A revolutionary expensive drug that could treat a rare and devastating disease.

CREDIT: Cyrona Cell

In recent years, no treatments were even available for the rare, devastating disease known as Spinal Muscular Atrophy SMA.

A one-time treatment for a devastating rare disease could be paid for with an installment plan as soon as this summer in Massachusetts and Novartis’s AveXis unit is involved in the discussions.

Now, in a matter of months, an experimental one-time therapy designed to address the disease’s underlying genetic cause could treat the disorder. First though, someone has to pay for its potential multimillion-dollar pricetag.

A new effort is underway in Massachusetts to figure out how to do that. The idea is to let health insurers pay for the treatment over several years. If it succeeds, organizers hope that it could prove to be a viable model.

Novartis’s AveXis unit , which makes the gene therapy, Zolgensma , and has suggested a price tag of up to $5 million could be appropriate, is in talks to participate.

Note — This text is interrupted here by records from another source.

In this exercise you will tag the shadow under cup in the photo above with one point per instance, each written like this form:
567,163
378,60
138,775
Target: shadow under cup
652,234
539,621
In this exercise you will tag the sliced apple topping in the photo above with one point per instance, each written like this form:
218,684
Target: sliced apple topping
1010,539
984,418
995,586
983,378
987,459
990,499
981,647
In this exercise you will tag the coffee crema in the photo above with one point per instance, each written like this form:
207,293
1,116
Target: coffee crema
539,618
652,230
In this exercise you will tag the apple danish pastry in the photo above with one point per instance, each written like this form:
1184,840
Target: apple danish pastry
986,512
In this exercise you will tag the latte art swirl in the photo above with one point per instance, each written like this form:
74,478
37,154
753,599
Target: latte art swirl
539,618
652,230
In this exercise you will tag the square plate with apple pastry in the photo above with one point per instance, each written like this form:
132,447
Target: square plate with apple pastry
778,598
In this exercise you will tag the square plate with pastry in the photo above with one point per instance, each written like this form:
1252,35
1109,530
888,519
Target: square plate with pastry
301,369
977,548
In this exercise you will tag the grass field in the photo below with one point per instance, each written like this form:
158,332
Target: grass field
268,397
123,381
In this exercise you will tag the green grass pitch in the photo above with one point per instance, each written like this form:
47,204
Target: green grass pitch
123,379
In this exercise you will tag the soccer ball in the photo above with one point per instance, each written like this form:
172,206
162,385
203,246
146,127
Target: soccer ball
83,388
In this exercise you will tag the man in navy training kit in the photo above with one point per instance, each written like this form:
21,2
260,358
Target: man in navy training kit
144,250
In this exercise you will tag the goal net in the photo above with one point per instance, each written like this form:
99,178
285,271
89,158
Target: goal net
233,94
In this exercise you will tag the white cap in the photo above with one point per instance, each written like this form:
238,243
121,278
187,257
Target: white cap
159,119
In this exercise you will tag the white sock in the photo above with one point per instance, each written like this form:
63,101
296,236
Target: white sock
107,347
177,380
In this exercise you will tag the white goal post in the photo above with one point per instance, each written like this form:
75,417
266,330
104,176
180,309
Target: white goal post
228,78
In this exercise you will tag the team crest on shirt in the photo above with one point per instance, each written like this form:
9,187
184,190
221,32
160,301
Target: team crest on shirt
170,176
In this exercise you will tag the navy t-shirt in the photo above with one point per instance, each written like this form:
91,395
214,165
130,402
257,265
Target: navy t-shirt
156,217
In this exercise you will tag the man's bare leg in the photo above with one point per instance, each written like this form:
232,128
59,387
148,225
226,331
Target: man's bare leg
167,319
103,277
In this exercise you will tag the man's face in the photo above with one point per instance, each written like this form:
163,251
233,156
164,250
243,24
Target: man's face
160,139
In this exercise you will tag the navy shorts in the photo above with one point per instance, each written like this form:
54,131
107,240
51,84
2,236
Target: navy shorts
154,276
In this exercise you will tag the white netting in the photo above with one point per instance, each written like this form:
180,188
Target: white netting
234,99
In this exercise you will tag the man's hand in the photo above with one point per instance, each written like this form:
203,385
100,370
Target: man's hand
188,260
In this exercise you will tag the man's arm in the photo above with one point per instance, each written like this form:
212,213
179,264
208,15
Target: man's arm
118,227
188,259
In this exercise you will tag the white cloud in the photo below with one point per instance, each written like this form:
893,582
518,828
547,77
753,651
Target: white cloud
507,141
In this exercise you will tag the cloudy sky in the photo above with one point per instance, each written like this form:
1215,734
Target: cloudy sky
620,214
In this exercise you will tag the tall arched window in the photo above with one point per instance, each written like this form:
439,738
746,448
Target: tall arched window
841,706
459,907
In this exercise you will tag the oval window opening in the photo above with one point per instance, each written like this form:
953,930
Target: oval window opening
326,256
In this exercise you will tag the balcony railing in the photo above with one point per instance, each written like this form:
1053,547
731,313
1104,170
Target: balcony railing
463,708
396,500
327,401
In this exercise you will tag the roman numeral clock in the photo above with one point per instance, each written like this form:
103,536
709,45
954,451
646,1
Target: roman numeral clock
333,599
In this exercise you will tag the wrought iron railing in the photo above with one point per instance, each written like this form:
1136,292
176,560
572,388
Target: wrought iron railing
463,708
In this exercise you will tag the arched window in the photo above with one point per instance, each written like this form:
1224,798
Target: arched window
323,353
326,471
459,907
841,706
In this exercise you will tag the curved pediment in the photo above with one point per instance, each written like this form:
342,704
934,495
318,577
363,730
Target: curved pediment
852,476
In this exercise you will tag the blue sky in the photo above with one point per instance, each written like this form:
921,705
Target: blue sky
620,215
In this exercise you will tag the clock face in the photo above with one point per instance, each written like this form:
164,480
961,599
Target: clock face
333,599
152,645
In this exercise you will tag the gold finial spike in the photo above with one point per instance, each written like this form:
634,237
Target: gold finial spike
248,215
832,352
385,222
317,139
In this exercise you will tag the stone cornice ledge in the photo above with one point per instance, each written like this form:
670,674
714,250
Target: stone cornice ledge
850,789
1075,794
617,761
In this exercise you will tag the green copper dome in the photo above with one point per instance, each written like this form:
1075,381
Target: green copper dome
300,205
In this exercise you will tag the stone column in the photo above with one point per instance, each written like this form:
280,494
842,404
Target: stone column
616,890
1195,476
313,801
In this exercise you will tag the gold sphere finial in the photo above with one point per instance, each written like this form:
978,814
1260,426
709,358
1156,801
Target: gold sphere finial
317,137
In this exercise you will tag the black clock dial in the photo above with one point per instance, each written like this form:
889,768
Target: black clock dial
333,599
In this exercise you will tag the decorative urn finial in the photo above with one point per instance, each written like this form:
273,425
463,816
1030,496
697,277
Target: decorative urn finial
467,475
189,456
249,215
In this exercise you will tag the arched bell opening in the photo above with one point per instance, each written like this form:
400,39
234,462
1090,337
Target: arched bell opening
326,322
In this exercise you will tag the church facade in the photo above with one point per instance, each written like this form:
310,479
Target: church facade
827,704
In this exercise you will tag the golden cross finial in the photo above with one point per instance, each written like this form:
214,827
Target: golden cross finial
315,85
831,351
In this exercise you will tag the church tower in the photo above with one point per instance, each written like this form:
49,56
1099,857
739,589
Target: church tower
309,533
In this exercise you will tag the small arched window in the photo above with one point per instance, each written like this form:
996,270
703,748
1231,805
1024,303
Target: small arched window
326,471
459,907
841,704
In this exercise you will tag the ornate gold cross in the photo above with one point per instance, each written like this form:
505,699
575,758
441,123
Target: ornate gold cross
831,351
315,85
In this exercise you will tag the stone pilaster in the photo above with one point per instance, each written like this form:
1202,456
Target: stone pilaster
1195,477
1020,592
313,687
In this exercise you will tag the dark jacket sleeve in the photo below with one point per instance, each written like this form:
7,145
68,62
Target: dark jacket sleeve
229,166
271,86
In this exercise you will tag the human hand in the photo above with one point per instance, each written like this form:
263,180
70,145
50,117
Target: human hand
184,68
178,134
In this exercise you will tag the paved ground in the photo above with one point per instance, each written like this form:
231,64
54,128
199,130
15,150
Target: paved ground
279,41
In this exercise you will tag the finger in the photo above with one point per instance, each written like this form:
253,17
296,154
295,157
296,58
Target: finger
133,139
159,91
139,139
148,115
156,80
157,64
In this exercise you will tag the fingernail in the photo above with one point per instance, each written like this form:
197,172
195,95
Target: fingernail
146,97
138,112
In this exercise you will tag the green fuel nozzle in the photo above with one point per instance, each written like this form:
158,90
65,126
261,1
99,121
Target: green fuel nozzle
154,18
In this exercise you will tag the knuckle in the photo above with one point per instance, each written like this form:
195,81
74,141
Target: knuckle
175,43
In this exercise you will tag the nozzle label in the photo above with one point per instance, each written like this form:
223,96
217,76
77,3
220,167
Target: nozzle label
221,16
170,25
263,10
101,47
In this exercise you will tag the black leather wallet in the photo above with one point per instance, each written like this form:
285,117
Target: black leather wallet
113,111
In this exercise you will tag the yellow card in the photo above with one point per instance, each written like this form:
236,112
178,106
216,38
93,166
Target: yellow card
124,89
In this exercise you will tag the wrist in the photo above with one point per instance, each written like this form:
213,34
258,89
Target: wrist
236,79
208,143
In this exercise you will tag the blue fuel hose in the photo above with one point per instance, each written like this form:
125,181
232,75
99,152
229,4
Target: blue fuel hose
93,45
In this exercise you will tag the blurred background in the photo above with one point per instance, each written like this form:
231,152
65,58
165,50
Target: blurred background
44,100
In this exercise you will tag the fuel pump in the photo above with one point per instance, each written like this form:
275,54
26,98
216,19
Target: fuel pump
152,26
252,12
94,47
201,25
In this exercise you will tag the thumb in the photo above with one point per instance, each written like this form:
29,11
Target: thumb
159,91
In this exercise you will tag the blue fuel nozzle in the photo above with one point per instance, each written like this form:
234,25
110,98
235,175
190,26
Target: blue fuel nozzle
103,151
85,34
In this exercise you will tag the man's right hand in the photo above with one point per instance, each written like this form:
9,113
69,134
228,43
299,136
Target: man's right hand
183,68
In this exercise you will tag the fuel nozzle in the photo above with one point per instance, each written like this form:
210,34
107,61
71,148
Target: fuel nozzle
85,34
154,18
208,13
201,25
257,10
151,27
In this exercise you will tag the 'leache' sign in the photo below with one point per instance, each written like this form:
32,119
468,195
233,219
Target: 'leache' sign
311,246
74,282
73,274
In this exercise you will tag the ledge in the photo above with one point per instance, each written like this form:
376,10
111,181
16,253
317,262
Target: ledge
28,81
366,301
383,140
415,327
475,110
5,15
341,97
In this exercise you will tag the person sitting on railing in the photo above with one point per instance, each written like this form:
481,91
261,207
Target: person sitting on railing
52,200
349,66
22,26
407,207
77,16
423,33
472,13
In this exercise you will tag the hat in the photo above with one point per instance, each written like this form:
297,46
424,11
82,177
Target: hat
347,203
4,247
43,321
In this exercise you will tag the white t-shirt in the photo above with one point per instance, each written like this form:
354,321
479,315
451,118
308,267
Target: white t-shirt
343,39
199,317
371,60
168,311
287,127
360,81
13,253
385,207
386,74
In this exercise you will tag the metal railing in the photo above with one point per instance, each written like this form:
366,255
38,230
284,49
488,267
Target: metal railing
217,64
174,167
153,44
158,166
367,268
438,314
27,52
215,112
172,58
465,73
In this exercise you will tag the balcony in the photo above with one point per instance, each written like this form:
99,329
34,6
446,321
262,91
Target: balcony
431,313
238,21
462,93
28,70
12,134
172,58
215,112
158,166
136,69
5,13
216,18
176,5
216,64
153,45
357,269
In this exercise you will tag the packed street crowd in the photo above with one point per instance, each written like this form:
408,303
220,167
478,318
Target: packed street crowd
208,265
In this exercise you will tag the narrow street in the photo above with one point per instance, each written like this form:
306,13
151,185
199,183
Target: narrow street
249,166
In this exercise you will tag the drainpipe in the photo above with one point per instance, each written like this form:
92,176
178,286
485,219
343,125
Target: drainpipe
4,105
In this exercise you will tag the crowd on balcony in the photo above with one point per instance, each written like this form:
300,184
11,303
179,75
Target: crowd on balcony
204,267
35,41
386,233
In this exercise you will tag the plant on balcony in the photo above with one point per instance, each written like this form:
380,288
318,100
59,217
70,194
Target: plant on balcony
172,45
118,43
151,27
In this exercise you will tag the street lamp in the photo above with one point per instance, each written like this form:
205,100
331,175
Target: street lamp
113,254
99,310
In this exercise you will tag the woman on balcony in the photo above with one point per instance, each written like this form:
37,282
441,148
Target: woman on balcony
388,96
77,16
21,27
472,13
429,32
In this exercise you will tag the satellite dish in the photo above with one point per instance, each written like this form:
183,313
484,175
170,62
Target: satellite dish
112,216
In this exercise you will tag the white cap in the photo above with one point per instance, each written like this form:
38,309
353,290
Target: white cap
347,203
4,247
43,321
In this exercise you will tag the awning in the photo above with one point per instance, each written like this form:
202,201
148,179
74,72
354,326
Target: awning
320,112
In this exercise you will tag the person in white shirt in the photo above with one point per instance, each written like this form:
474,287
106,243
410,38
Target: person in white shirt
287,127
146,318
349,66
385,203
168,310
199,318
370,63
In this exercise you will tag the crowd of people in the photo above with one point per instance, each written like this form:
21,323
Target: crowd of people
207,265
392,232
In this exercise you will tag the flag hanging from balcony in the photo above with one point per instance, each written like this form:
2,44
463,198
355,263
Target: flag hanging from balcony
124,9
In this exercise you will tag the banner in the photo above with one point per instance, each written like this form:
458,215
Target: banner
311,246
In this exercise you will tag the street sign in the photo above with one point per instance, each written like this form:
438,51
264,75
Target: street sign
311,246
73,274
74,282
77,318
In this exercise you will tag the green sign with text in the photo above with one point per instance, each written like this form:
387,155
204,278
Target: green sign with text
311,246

Americans have long paid for big-ticket items like houses and cars in a similar manner. But the plan if it is finalized would mark one of the first such approaches for a medicine. And Novartis would only receive each of its payment if the treatment is effective.

Organizations are coming together to discuss how the US health system will be able to pay for costly cures, and the Massachusetts initiative came out of that.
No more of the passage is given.